Тревожным холодком по дворам плеснуло уже с утра: к сельской администрации подкатили несколько машин, оттуда вышли люди в пиджаках и быстро скрылись за дверью. Кто­то углядел среди них главного районного ветеринара — человека сурового и способного к компромиссам только за крупные взятки. А в десять часов на площадке у Дома культуры объявили общий сход, и бледный глава поселения Рожков официально сообщил: в ЗАО «Советское», недалеко отсюда, произошел падеж свиней. Патологический материал отправлен на анализ, сомнений нет — африканская чума.

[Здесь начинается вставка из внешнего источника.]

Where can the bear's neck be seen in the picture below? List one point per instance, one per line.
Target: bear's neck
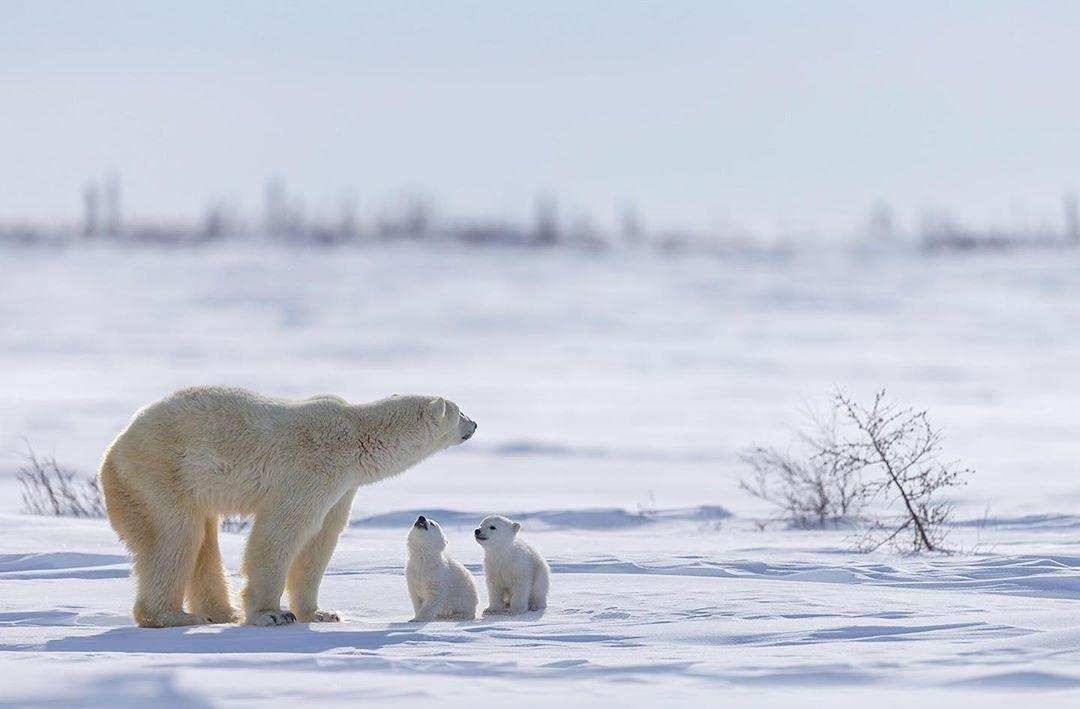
(385, 450)
(426, 556)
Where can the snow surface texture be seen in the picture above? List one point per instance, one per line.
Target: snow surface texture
(612, 395)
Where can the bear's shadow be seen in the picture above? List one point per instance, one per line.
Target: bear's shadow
(298, 638)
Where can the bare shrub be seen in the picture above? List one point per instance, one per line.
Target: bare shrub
(812, 489)
(54, 490)
(880, 463)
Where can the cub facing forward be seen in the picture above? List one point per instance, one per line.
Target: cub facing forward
(517, 576)
(441, 588)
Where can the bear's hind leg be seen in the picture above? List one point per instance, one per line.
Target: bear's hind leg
(163, 570)
(161, 552)
(207, 591)
(274, 540)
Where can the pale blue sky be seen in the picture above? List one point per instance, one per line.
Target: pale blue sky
(793, 114)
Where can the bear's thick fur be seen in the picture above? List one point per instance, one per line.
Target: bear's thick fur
(295, 466)
(440, 587)
(517, 576)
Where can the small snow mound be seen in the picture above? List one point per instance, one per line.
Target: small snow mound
(826, 576)
(54, 560)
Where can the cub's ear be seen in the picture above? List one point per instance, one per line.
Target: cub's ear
(437, 409)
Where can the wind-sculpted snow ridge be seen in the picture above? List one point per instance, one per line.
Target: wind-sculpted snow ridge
(554, 450)
(634, 617)
(1013, 575)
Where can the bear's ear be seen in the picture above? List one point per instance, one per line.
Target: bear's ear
(437, 409)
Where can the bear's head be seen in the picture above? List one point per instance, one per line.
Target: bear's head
(441, 420)
(453, 426)
(427, 536)
(496, 531)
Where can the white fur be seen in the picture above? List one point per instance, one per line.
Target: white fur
(517, 576)
(441, 588)
(200, 453)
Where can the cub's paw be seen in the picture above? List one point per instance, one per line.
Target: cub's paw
(272, 618)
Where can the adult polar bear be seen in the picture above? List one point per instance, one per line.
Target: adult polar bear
(200, 453)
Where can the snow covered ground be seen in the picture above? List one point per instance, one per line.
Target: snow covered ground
(613, 393)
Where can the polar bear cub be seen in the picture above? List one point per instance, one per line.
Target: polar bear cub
(441, 588)
(517, 576)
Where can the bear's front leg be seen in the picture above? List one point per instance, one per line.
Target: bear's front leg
(306, 573)
(495, 604)
(274, 540)
(520, 597)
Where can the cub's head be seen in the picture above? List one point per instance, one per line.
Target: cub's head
(496, 531)
(426, 535)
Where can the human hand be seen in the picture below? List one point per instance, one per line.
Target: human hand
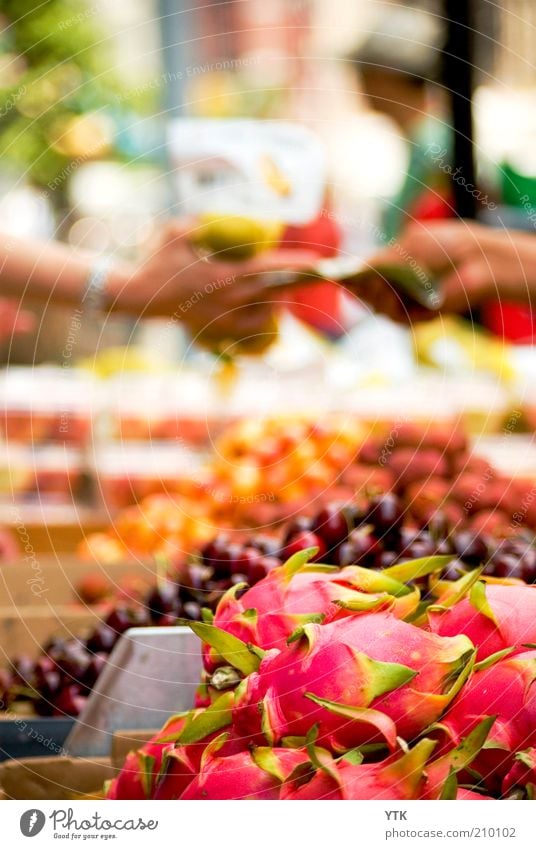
(216, 299)
(472, 262)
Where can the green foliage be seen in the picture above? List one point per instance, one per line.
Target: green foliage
(55, 62)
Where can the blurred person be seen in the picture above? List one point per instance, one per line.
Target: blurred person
(474, 264)
(397, 66)
(222, 299)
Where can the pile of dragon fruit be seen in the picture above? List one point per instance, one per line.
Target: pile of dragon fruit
(326, 682)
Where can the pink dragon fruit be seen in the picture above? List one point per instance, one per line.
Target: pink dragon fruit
(183, 739)
(503, 689)
(298, 592)
(522, 775)
(256, 774)
(494, 617)
(137, 777)
(465, 795)
(182, 765)
(396, 777)
(351, 675)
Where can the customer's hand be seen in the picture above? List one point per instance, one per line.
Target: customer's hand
(217, 298)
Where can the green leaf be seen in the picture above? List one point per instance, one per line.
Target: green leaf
(234, 651)
(459, 589)
(479, 601)
(266, 760)
(450, 788)
(297, 561)
(305, 632)
(418, 568)
(380, 721)
(224, 678)
(493, 658)
(383, 677)
(357, 601)
(207, 615)
(468, 661)
(458, 758)
(147, 764)
(354, 757)
(217, 715)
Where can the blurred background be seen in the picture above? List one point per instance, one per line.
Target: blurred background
(125, 448)
(397, 95)
(89, 89)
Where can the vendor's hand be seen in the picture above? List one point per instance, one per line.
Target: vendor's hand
(216, 298)
(13, 319)
(473, 264)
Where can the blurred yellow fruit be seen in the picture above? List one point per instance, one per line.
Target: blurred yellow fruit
(236, 236)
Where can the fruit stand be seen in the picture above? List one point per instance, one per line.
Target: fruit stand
(267, 405)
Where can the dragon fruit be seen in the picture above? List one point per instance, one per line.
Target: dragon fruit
(299, 592)
(137, 777)
(494, 617)
(365, 678)
(256, 774)
(504, 689)
(396, 777)
(465, 795)
(522, 775)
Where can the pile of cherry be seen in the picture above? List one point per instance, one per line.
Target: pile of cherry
(374, 533)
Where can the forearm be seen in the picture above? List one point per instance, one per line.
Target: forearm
(43, 271)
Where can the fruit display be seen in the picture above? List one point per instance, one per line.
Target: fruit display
(408, 682)
(264, 472)
(360, 539)
(45, 405)
(126, 474)
(53, 472)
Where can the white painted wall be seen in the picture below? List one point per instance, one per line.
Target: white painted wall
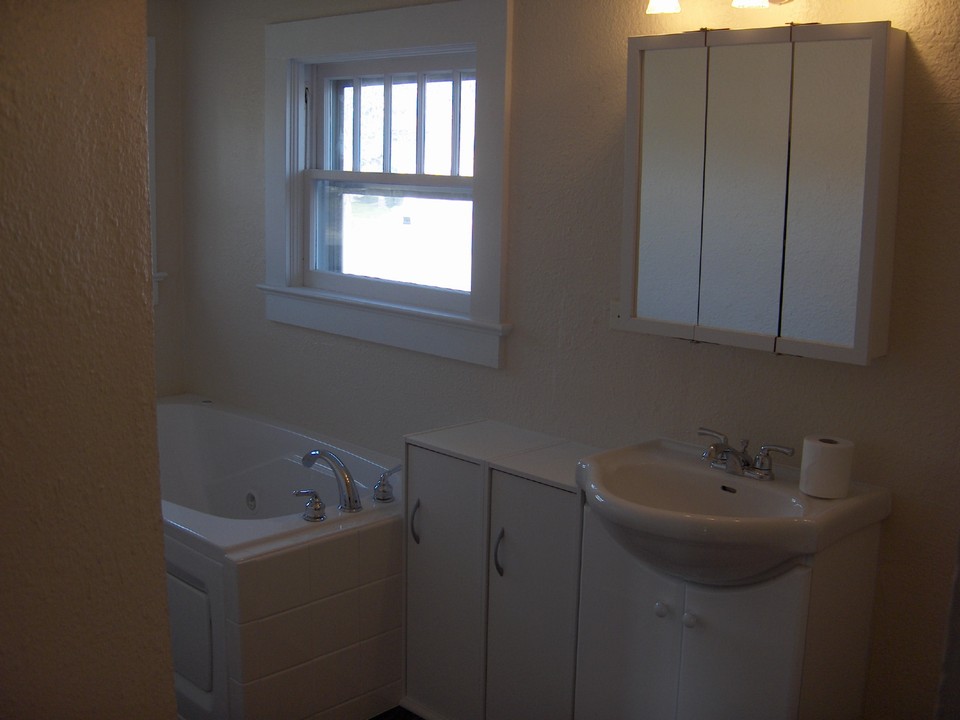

— И теперь, вы знаете… в целях безопасности, — запинаясь, говорил Рожков. За его спиной и впрямь стоял районный ветеринар, а еще участковый и начальник местного штаба ГО и ЧС. — В карантинных целях… все поголовье в угрожаемой зоне надо ликвидировать. Свиноводство под ударом… Важнейшая отрасль, сотни предприятий. Восьмая вспышка за последнее время. Сами понимаете…

Но народ не дал договорить.

— Ни хрена мы не понимаем! У нас все свиньи здоровые! Хай у себя палят, если им надо! — заорал с места какой­то мужик.

И дальше уже понеслось без разбора.

— Вам, живодерам, только и надо, чтоб нас в одну кучу сгарнуть! Вместе со свиньями!

— Не пущу на двор!

— Разорители!

— Понастроили мясокомплексов, а теперь мы конкуренты!

Глава поселения нервно оглянулся на стоявших сзади.

— Послушайте, не надо политизировать…

Ветеринар откашлялся, отодвинул главу и решительно вышел вперед. Хуторяне притихли.

— Значит, так, кто не понял — объясняю еще раз популярно, — начал он. — АЧС — это вирус контагиозный, то есть крайне заразный. Он не опасен для человека, но для свиньи смертелен.

— А если сам человек — свинья? — пробурчал кто­то в толпе.

Но говорившего тут же хлопнули по макушке.

— …Страна может остаться вообще без мяса! А потому — всякому, кто сокроет хоть одну свинью, грозит штраф или уголовная ответственность! Проверим все дворы! Это прямое указание из Москвы. Государственная задача. И мы ее выполним! Насчет убытков не беспокойтесь — за каждую тушу вам выплатят компенсацию.

— Знаем мы ваши компенсации! — крикнула в ответ одна баба. — На рынке я за килограмм свинины по двести пятьдесят рублей получу! А вы по сотне оцениваете, и потом еще ждать их три месяца!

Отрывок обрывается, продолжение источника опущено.